When Mexican President-elect Enrique Peña Nieto met with President Obama in the Oval Office last week, the failing war on drugs got short shrift — at least in public.
It’s unclear what the leaders discussed in private, but in remarks to reporters — including this one — Obama and Nieto emphasized trade, economics and border security, barely mentioning the brutal drug violence that has cost tens of thousands of lives in Mexico and threatens security on this side of the border, as well.

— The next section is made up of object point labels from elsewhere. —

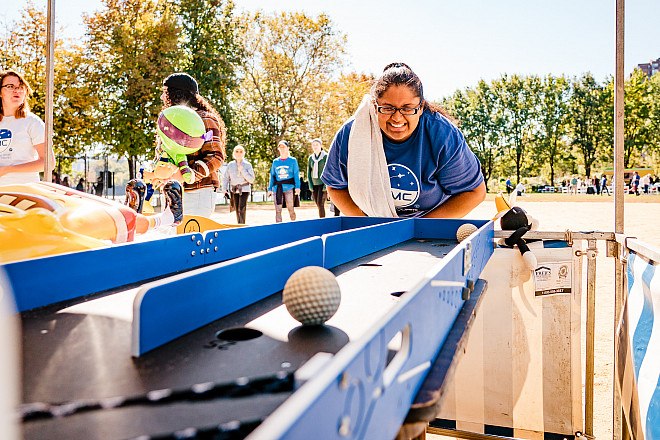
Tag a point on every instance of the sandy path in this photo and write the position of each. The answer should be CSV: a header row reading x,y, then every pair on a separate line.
x,y
555,213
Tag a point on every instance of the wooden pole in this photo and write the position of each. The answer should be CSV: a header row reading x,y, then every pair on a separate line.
x,y
618,203
50,81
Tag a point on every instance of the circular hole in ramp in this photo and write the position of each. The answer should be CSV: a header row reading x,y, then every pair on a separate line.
x,y
238,334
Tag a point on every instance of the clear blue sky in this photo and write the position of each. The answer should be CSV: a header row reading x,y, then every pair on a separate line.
x,y
453,44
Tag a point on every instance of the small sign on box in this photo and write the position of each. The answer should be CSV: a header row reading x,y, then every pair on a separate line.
x,y
552,278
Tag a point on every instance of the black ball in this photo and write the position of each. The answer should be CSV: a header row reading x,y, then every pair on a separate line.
x,y
515,218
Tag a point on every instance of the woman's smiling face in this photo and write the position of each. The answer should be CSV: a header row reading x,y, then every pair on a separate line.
x,y
398,127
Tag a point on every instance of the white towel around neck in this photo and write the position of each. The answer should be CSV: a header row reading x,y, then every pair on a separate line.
x,y
368,177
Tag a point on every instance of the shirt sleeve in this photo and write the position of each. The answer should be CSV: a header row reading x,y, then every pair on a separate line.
x,y
335,173
460,170
37,130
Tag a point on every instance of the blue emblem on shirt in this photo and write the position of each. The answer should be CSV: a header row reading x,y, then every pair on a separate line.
x,y
5,139
405,185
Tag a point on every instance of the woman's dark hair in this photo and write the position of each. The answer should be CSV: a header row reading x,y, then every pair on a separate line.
x,y
400,74
22,109
197,102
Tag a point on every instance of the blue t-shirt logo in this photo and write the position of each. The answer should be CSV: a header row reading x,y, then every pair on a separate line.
x,y
5,139
405,185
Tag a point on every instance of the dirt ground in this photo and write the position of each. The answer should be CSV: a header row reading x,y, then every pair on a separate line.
x,y
555,213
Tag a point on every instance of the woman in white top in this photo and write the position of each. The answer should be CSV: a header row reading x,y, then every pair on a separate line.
x,y
22,133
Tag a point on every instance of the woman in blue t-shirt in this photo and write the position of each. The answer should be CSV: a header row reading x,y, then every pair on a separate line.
x,y
396,133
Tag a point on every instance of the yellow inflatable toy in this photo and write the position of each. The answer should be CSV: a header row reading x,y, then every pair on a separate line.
x,y
37,232
81,212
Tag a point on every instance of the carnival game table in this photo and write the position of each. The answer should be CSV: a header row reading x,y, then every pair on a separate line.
x,y
187,337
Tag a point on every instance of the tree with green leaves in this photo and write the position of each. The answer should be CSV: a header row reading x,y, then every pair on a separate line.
x,y
589,113
331,105
292,57
212,51
638,128
479,120
552,124
74,101
134,44
518,98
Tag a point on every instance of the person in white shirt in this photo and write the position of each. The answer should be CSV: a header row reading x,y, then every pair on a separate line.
x,y
22,133
236,182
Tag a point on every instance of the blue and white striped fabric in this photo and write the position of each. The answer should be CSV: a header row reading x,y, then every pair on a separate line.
x,y
644,338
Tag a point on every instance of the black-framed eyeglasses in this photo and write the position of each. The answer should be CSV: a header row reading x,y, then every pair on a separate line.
x,y
389,110
12,87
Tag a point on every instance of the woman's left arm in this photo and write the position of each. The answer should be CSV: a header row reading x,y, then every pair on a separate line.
x,y
33,166
459,205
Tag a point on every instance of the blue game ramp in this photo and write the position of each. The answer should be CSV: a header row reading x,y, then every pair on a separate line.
x,y
444,230
169,308
342,247
358,394
48,280
225,244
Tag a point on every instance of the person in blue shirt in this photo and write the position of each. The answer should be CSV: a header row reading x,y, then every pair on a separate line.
x,y
284,182
432,171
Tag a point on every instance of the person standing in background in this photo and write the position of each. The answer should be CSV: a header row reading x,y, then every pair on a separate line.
x,y
603,186
284,182
236,182
315,165
22,133
198,196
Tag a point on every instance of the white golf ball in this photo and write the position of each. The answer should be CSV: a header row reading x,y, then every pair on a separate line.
x,y
464,231
312,295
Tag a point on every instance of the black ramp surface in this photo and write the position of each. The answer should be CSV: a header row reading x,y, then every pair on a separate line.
x,y
84,352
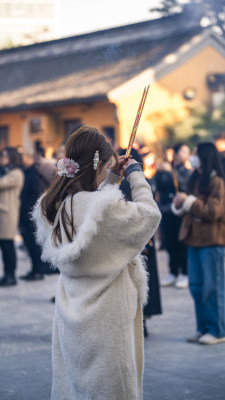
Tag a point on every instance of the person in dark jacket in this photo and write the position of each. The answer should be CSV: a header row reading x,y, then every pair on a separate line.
x,y
203,231
34,186
168,181
11,183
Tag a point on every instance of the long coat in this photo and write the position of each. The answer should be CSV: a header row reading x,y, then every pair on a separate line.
x,y
97,349
10,187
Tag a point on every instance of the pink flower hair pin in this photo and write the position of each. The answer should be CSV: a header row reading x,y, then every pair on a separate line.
x,y
67,167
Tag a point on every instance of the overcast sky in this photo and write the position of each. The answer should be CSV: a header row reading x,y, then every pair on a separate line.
x,y
81,16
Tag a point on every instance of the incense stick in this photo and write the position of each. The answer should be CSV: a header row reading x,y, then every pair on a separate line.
x,y
135,126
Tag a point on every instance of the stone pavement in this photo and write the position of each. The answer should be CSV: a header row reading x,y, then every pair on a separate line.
x,y
174,369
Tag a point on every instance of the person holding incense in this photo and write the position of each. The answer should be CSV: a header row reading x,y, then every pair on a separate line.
x,y
95,238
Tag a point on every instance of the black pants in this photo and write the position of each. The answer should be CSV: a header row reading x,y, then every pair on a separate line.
x,y
176,249
27,231
9,256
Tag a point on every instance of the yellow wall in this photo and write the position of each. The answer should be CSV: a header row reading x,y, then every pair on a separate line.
x,y
99,114
193,73
165,104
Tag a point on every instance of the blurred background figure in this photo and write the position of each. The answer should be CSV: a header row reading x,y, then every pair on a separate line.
x,y
171,178
46,168
220,145
11,183
203,230
37,179
60,153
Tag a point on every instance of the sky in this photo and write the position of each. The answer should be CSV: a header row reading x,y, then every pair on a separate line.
x,y
82,16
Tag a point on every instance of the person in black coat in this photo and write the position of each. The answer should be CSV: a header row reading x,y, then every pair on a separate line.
x,y
153,307
34,186
168,181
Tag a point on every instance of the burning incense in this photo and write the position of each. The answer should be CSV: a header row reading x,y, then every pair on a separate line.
x,y
135,126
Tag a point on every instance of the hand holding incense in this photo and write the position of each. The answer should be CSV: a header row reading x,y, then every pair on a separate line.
x,y
135,126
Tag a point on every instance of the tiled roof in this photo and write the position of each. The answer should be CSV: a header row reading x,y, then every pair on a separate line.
x,y
86,67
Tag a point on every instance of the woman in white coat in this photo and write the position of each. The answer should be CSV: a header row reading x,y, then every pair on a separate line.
x,y
94,237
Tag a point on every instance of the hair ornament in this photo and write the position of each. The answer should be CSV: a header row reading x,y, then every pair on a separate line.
x,y
96,160
67,167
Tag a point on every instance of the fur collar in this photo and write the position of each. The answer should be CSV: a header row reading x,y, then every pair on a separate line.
x,y
99,202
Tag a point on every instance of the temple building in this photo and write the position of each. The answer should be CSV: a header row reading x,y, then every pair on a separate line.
x,y
50,88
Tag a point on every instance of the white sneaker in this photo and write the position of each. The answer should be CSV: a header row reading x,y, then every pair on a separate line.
x,y
168,281
182,282
195,338
210,339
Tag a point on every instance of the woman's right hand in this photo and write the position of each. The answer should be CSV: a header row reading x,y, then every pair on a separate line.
x,y
129,162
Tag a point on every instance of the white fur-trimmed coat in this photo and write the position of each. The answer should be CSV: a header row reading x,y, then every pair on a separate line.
x,y
97,350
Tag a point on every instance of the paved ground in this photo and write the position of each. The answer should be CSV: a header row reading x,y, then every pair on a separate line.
x,y
174,370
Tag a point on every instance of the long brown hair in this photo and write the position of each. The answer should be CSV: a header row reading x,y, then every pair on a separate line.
x,y
80,147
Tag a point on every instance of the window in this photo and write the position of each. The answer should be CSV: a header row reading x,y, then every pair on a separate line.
x,y
36,125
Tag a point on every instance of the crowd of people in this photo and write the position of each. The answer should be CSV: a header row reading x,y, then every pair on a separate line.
x,y
189,191
93,232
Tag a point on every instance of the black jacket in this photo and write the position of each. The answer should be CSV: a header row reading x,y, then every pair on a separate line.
x,y
33,188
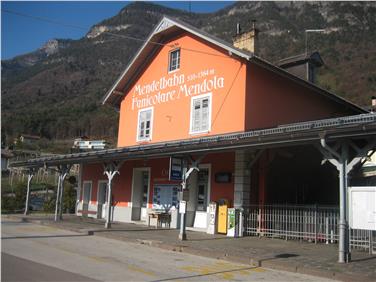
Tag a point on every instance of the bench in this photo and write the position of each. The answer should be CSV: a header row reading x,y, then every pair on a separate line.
x,y
162,218
86,212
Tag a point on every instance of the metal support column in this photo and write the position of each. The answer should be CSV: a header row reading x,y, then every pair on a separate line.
x,y
186,173
110,170
183,216
63,171
338,156
29,178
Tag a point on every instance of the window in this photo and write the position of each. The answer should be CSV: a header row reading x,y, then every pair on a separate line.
x,y
200,114
145,118
174,60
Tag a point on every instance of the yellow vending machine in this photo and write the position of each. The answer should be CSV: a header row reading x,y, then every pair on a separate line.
x,y
222,216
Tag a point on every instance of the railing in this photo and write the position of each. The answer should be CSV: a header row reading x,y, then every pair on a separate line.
x,y
308,223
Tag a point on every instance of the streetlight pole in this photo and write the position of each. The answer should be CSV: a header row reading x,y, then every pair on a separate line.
x,y
306,36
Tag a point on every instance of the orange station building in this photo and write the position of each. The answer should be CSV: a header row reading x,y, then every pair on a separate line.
x,y
261,138
183,85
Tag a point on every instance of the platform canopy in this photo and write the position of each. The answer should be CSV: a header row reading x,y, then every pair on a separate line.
x,y
311,132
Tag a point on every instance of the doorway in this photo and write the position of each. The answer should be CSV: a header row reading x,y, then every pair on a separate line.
x,y
203,197
86,195
101,199
140,193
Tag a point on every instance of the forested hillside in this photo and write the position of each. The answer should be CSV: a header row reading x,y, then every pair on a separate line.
x,y
55,92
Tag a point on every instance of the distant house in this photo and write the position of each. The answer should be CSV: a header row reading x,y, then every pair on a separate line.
x,y
6,155
83,143
25,138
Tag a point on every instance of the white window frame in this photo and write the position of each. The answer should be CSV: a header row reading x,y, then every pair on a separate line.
x,y
169,60
151,124
202,96
83,191
99,184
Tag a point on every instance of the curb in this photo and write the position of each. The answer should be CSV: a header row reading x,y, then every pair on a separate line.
x,y
254,262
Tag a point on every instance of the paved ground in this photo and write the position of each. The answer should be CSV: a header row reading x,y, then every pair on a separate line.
x,y
301,257
44,253
17,269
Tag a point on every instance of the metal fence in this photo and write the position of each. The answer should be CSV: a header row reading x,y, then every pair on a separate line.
x,y
309,223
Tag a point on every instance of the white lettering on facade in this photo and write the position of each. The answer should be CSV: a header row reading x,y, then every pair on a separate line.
x,y
159,91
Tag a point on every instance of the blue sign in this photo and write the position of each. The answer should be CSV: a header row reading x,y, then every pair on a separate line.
x,y
176,168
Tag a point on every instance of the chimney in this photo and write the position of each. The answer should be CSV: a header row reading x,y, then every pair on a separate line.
x,y
304,65
247,40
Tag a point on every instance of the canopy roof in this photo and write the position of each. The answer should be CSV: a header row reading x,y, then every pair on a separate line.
x,y
351,127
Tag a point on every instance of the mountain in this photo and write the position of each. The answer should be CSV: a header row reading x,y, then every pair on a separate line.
x,y
55,92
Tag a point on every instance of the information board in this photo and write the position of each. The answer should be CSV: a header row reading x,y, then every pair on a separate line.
x,y
176,167
362,207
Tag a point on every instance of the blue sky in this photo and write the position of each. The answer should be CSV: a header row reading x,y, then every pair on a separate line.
x,y
20,35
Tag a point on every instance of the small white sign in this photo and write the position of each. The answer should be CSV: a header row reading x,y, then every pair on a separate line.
x,y
182,206
362,207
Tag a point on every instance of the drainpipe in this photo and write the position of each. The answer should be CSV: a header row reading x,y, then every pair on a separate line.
x,y
29,178
341,164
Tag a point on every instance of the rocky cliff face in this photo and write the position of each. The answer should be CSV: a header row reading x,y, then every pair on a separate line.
x,y
56,90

Drug legalization advocates contend that just legalizing marijuana, which provides Mexican drug cartels with much of their revenues, could help stem the violence. But Nieto and Obama have both stated emphatically that they don’t support legalizing pot and Congress — including most members of the New Mexico delegation — doesn’t seem to think much of the idea, either. This is despite the fact that Americans are now evenly divided on the issue. A CBS poll released Friday showed that 47 percent of Americans support legalization and 47 percent oppose it. Fifty-one percent opposed it in a CBS poll a year ago.
In an interview before his White House visit, Nieto suggested ballot measures that legalized marijuana in Colorado and Washington last month could portend broader policy changes.
“It’s clear that this thing that has happened in two states in the near future could bring us to rethinking the strategy,” Nieto told CNN’s Wolf Blitzer somewhat cryptically on Tuesday.
In the absence of federal action, the debate over marijuana legalization is taking place primarily at the state level, including in New Mexico, where a proposal to relax the state’s pot laws faces tough sledding in the Legislature. Last week, I asked New Mexico’s congressional delegation — since they are some of the state’s highest-profile leaders — to share their thoughts on marijuana legalization.
Michelle Lujan Grisham, who was elected to New Mexico’s 1st Congressional District last month, was the only (soon to be) member of the New Mexico congressional delegation who voiced support for congressional action on marijuana policy. Lujan Grisham was a strong supporter of New Mexico’s medical marijuana law.
“I welcome a broader policy debate about our drug laws, especially in light of states’ efforts to decriminalize the recreational use of marijuana,” Lujan Grisham said in a statement. “Without an honest debate, I am concerned that we’ll end up with a hodge-podge of conflicting state and local laws. We need leadership from Congress.”
Lujan Grisham’s office did not respond to a follow-up query to clarify her personal position on legalization.
Rep. Martin Heinrich, a Democrat who won election to the U.S. Senate last month, said in an interview that the war on drugs “as it has been framed has not been successful.”
He said New Mexico’s biggest problem with controlled substances is with hard stuff such as heroin and methamphetamines, not pot. Therefore, Heinrich said, state and federal resources should be aimed primarily at those harder drugs. And as for marijuana?
“I certainly support the states being able to use medical marijuana with a prescription from a doctor, there is no question about that,” Heinrich said. “I wouldn’t say I’m briefed enough on the issue to make a commitment beyond that.
“I think we need to look very closely at what the real impacts are in Colorado and Washington and what happens in those states as a result and learn from it,” Heinrich said. “That’s going to take some time.”
Sen. Tom Udall, D-N.M., said he doesn’t support legalizing marijuana and neither do most in Congress. He does, however, support New Mexico’s medical marijuana law.
“I don’t think there is any federal support for legalization,” Udall told me in an interview. “I don’t see any effort by this Congress or this Senate to legalize. I just don’t see it happening. I’m not pushing for it.”
Udall said the perception that people are getting locked up for smoking a little pot is off-base.
“As a practical matter we don’t put people in jail for using a small amount of marijuana — nobody is going to jail for using a small amount of marijuana in a personal, home-type situation,” Udall said. “Law enforcement is focused on the drug kingpins and cartels that are working out of Mexico, and they’re focused on people way up the chain — the dealers. Those are the people we should be focused on. Those are the people making the profits and doing the damage.”
Rep. Steve Pearce, R-N.M., said legalizing marijuana won’t solve anything and that America should work to reduce its demand for drugs in general.
“At home, Americans have a responsibility to address the illegal flow of drugs,” Pearce said. “Both Americans and Mexicans need peace, freedom from fear and violence, and we need jobs. Legalizing marijuana will not provide any of these.”
Rep. Ben Ray Luján, D-N.M., supports medical marijuana and backed an amendment that would prohibit the Justice Department from prosecuting people who are in compliance with their state’s medical marijuana laws. He said drug policy should remain a priority. He does not support outright legalization “at this time,” his spokesman told me.
“Substance abuse — and in particular prescription drug abuse and heroin use — remains a great concern in New Mexico, and addressing this issue that tears too many families apart must continue to be a high priority for both the United States and Mexico,” Luján said.